As Ottawa struggled with the political implications of Prime Minister Justin Trudeau’s top minister dropping her resignation in his lap, officials in the finance department struggled with a more basic question: what happens now?
The finance minister is responsible for the fall economic statement and as journalists convened to see the updated books, the country appeared to have no finance minister. Freeland was scheduled to speak at a press conference in the afternoon and table her department’s fiscal document in the House of Commons at 4 p.m. but, now, there was no one to do it.
Hours passed and the budget documents remained under a black tablecloth while finance officials and journalists waited on news about whether the briefing would go ahead.
A few kilometres away, on Parliament Hill, Liberal ministers digested the news of their colleague’s resignation at a cabinet meeting. Some, like Transport Minister Anita Anand, expressed personal regret at losing a friend and colleague from cabinet, while others said the work of government would go on.
Eventually, after nearly four hours of limbo, the fall economic statement was delivered to reporters with figures that, on a normal day, would have generated a week’s worth of news cycles.
Canada’s deficit is now forecast to be $62 billion, more than fifty per cent higher than the $40 billion projection contained in the spring budget. The economy is slumping, causing growth predictions to tick down and government revenues to be revised down by $5.5 billion less than projected in April.
As National Post revealed on Sunday, the government has cancelled expensive plans to issue $250 cheques to workers as part of an “affordability” plan that was widely panned by economists and viewed skeptically by Canadians, who viewed it as a vote-buying scheme, according to Postmedia-Leger polling. Finance officials said the cheques were taken out of the fiscal update when it became clear that no opposition party would help the Liberal government pass the legislation in the minority Parliament.
The government plans to spend $1.3 billion over six years on a “comprehensive border security package,” an initiative driven almost entirely by U.S. President-elect Donald Trump’s threat to unleash tariffs on Canada if it doesn’t beef up border security.

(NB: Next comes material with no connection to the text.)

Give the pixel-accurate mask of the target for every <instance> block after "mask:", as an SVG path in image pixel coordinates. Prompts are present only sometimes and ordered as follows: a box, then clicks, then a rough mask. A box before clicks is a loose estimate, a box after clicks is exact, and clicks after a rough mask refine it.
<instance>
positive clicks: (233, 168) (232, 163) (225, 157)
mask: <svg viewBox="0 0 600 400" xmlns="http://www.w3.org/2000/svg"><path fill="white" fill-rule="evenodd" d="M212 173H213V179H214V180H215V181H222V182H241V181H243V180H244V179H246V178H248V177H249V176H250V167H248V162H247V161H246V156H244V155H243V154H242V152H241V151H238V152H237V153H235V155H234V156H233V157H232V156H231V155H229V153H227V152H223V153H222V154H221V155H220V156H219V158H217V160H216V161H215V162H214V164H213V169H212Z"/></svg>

In her resignation letter posted Monday morning on the social media site X, Freeland described a disagreement with Trudeau about the fiscal direction of the country as it tried to confront the threats from Trump. Freeland said she had argued for “eschewing costly political gimmicks” in the face of a serious economic threats from the United States.
For the bulk of the increase to the deficit projection, the government blames money put away for future Indigenous claims, similar to the multi-billion settlement over the First Nations Child and Family services program. The government says it is booking these expenses now because the probability of a future payment is high and it’s possible to estimate the amount.
The government also booked nearly $5 billion for COVID-19 related expenses, such as $1.2 billion for expired vaccines and other treatments and $3.5 billion for writing off loans made to workers and businesses during the pandemic.
With multiple calls for Trudeau’s resignation, even from his own MPs, the political drama surpassed the fiscal news on Monday. And, at 4 p.m., when the fiscal document was supposed to be tabled in the House, the government still didn’t have a finance minister to shepherd it through the House of Commons, with Liberal House leader Karina Gould putting the document before MPs.
As Gould tabled the economic statement, Public Safety Minister Dominic LeBlanc was rushed to Rideau Hall to be sworn in as the new finance minister, solving at least one of the government’s many problems.